Divagações: O Que é Isso, Companheiro?

O Que é Isso, Companheiro?
Na época em que O Que é Isso, Companheiro? foi lançado, eu tinha idade o suficiente para entender do que o filme tratava e para ter uma noção de sua importância, mas ainda não podia ficar acordada até tarde para ver a cerimônia do Oscar, por exemplo. Ou seja, eu também não pude assistir ao longa-metragem, mas guardei na cabeça que o diretor Bruno Barreto era uma figura importante no cinema nacional.

Passada no final dos anos 1960, a história é baseada em acontecimentos reais e, mais especificamente, no livro de um dos envolvidos, o jornalista, escritor e político Fernando Gabeira. O filme, assim, aborda uma célula de um grupo de guerrilha armada que lutava contra a ditadura, acompanhando desde a sua formação até seu encerramento, com destaque para seu grande plano: sequestrar o embaixador americano Charles Burke Elbrick (Alan Arkin) e solicitar sua troca por um grupo de presos políticos.

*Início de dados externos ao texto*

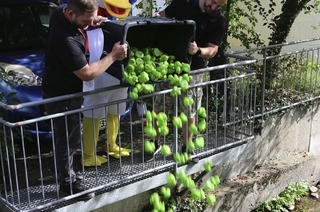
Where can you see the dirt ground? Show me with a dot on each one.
(308, 204)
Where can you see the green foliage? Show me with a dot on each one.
(285, 199)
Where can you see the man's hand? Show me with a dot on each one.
(98, 20)
(119, 52)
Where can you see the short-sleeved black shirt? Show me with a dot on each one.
(210, 28)
(66, 53)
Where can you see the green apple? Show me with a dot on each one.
(148, 116)
(171, 181)
(202, 112)
(183, 117)
(190, 145)
(177, 121)
(166, 192)
(211, 199)
(193, 128)
(215, 180)
(209, 186)
(199, 142)
(207, 166)
(187, 101)
(196, 194)
(202, 125)
(154, 197)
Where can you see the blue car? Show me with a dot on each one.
(23, 32)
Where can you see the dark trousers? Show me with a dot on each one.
(66, 136)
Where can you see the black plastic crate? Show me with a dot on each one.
(170, 36)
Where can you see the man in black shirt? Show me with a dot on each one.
(66, 67)
(211, 27)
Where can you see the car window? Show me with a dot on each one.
(24, 26)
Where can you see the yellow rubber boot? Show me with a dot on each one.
(113, 127)
(90, 139)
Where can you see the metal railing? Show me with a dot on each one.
(287, 73)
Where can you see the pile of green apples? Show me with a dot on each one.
(157, 199)
(150, 65)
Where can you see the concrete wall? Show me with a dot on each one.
(286, 151)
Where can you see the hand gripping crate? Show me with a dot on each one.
(169, 35)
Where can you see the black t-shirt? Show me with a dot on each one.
(210, 28)
(66, 53)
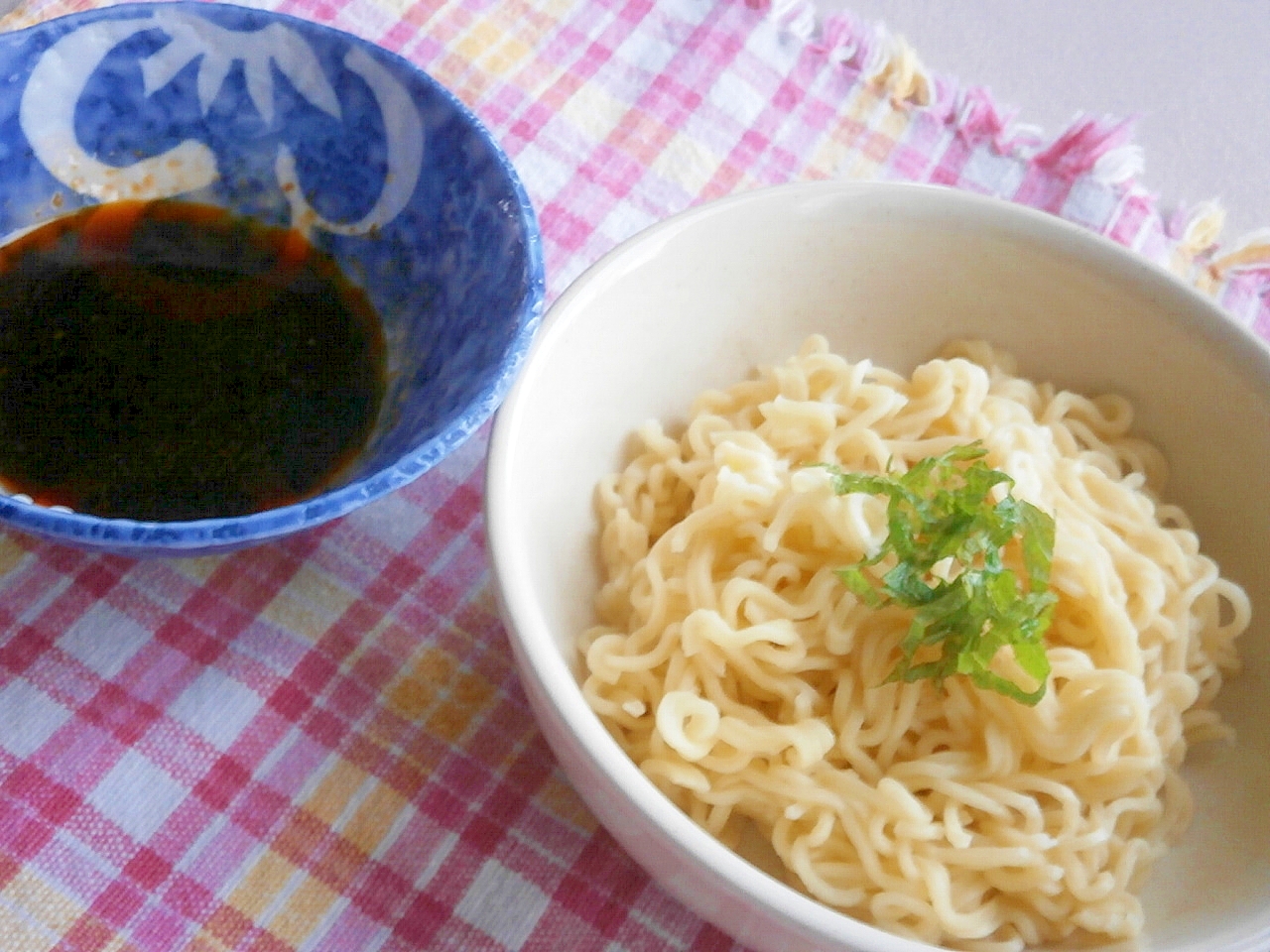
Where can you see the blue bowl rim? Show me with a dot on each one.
(230, 532)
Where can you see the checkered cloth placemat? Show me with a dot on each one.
(320, 744)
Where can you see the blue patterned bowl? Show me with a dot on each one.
(302, 126)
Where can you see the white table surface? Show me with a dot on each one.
(1196, 73)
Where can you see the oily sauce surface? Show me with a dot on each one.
(172, 361)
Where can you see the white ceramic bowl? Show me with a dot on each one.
(888, 272)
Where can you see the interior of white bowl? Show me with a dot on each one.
(885, 272)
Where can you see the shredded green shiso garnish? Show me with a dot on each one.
(943, 509)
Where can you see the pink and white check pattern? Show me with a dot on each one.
(320, 746)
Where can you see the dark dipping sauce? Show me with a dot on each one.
(172, 361)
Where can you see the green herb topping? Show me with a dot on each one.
(942, 509)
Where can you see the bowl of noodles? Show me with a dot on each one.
(887, 567)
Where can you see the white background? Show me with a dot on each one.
(1196, 73)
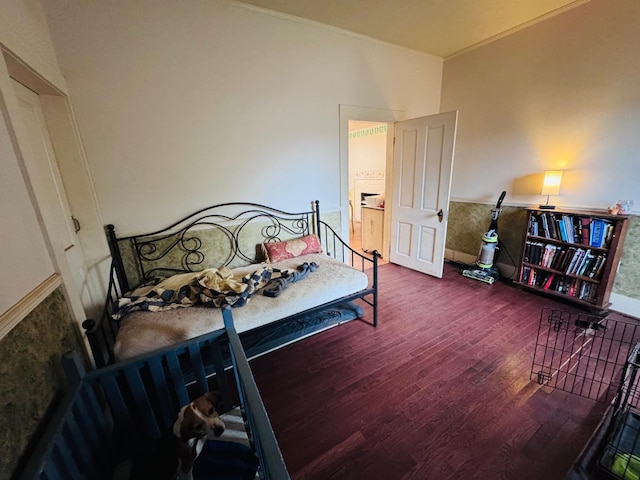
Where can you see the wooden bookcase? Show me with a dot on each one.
(562, 255)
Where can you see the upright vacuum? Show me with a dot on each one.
(484, 269)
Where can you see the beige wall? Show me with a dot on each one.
(205, 102)
(35, 323)
(561, 94)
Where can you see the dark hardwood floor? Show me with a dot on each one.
(439, 390)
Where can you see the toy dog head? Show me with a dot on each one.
(196, 422)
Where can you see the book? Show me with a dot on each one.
(586, 229)
(545, 225)
(563, 230)
(548, 281)
(557, 261)
(574, 261)
(583, 262)
(551, 221)
(547, 257)
(568, 226)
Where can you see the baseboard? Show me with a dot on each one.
(25, 306)
(625, 305)
(506, 270)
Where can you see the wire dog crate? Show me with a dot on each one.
(596, 358)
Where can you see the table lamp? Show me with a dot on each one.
(551, 186)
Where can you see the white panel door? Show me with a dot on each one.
(49, 189)
(422, 165)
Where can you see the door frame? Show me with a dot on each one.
(365, 114)
(73, 167)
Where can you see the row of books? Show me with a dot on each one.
(591, 231)
(575, 287)
(568, 259)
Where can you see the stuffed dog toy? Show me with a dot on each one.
(196, 422)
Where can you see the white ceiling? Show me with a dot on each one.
(439, 27)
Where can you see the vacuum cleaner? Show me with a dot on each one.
(484, 269)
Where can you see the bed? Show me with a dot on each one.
(315, 281)
(112, 419)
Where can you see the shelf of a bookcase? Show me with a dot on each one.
(596, 292)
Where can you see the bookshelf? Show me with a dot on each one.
(572, 255)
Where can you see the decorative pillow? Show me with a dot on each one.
(276, 251)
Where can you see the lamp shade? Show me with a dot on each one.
(551, 182)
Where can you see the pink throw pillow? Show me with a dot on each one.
(276, 251)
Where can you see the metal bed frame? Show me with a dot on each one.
(114, 414)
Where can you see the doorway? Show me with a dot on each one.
(367, 178)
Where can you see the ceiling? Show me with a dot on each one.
(440, 27)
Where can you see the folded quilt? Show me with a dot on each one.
(213, 287)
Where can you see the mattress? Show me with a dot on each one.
(142, 332)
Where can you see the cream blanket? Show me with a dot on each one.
(212, 287)
(142, 332)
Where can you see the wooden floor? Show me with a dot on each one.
(439, 390)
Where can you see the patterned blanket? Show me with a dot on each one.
(213, 287)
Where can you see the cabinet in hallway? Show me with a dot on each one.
(372, 228)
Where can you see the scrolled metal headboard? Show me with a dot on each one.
(227, 234)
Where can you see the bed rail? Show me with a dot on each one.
(195, 242)
(114, 413)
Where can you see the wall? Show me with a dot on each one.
(30, 372)
(367, 162)
(560, 94)
(185, 104)
(31, 375)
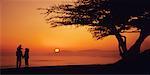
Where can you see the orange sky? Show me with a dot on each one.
(23, 24)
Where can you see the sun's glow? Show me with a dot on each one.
(57, 50)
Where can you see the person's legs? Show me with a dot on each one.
(26, 63)
(17, 63)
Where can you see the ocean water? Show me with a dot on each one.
(34, 61)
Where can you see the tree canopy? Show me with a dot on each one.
(106, 17)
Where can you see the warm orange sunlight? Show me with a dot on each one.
(23, 24)
(57, 50)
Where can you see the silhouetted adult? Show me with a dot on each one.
(19, 56)
(26, 57)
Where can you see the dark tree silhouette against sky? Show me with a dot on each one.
(106, 17)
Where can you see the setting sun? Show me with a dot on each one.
(57, 50)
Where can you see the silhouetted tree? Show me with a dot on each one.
(105, 17)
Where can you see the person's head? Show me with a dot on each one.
(27, 49)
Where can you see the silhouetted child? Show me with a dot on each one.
(26, 57)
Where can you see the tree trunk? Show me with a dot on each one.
(135, 49)
(121, 42)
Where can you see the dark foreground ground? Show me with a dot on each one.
(134, 65)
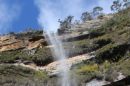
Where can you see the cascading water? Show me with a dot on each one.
(49, 13)
(59, 54)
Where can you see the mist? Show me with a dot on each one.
(8, 14)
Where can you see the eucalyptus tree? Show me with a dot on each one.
(97, 11)
(65, 24)
(116, 6)
(126, 3)
(86, 16)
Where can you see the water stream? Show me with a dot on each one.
(60, 55)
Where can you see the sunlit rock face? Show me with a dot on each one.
(11, 42)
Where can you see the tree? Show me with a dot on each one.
(97, 11)
(65, 24)
(86, 16)
(116, 6)
(126, 3)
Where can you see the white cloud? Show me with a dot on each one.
(7, 15)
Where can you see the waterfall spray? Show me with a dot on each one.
(59, 54)
(50, 12)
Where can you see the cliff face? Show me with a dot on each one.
(106, 40)
(9, 42)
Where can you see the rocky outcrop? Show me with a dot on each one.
(52, 68)
(10, 42)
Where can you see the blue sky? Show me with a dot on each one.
(18, 15)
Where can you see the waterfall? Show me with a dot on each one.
(59, 54)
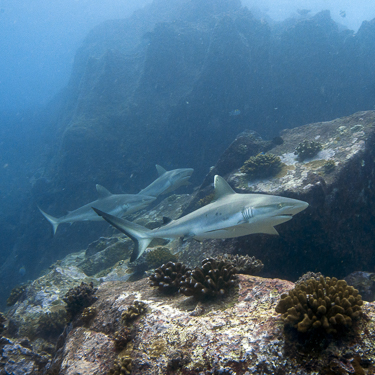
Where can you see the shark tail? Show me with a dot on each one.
(53, 220)
(138, 233)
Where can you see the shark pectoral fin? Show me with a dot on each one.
(270, 230)
(102, 191)
(160, 170)
(53, 220)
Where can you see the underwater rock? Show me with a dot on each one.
(244, 335)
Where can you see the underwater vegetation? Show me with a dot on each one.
(2, 321)
(329, 166)
(168, 277)
(244, 264)
(122, 366)
(328, 305)
(16, 294)
(214, 279)
(78, 298)
(306, 149)
(136, 309)
(122, 337)
(262, 165)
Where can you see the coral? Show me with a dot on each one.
(2, 321)
(244, 264)
(329, 166)
(122, 366)
(213, 279)
(51, 324)
(159, 256)
(136, 309)
(167, 277)
(262, 165)
(16, 294)
(89, 313)
(328, 305)
(78, 298)
(306, 149)
(122, 337)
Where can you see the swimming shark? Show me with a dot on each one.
(115, 204)
(167, 181)
(229, 215)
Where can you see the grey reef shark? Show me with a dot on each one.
(229, 215)
(115, 204)
(167, 181)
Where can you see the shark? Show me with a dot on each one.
(115, 204)
(229, 215)
(167, 181)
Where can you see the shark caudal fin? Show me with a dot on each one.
(53, 220)
(137, 233)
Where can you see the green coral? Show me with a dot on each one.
(133, 311)
(306, 149)
(329, 166)
(328, 305)
(262, 165)
(16, 294)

Liderados por Maria (Fernanda Torres), os envolvidos na operação são um veterano do grupo, Marcão (Luiz Fernando Guimarães) e três novatos, Reneé (Cláudia Abreu), Julio (Caio Junqueira) e Paulo (Pedro Cardoso) – dada a ousadia do plano, eles eventualmente recebem ajuda de dois revolucionários mais experientes, Jonas (Matheus Nachtergaele) e Toledo (Nelson Dantas). Do outro lado, Henrique (Marco Ricca) e Brandão (Maurício Gonçalves) são os agentes da ditadura em seu encalço.

Com isso, O Que é Isso, Companheiro? é centrado em um grupo relativamente pequeno de personagens, embora a operação real fosse maior. Mas isso não impede que a produção tenha um verdadeiro desfile de grandes atores brasileiros, com direito a participações de Fernanda Montenegro, Selton Mello, Eduardo Moscovis, Milton Gonçalves, Othon Bastos, Alessandra Negrini e até mesmo Lulu Santos.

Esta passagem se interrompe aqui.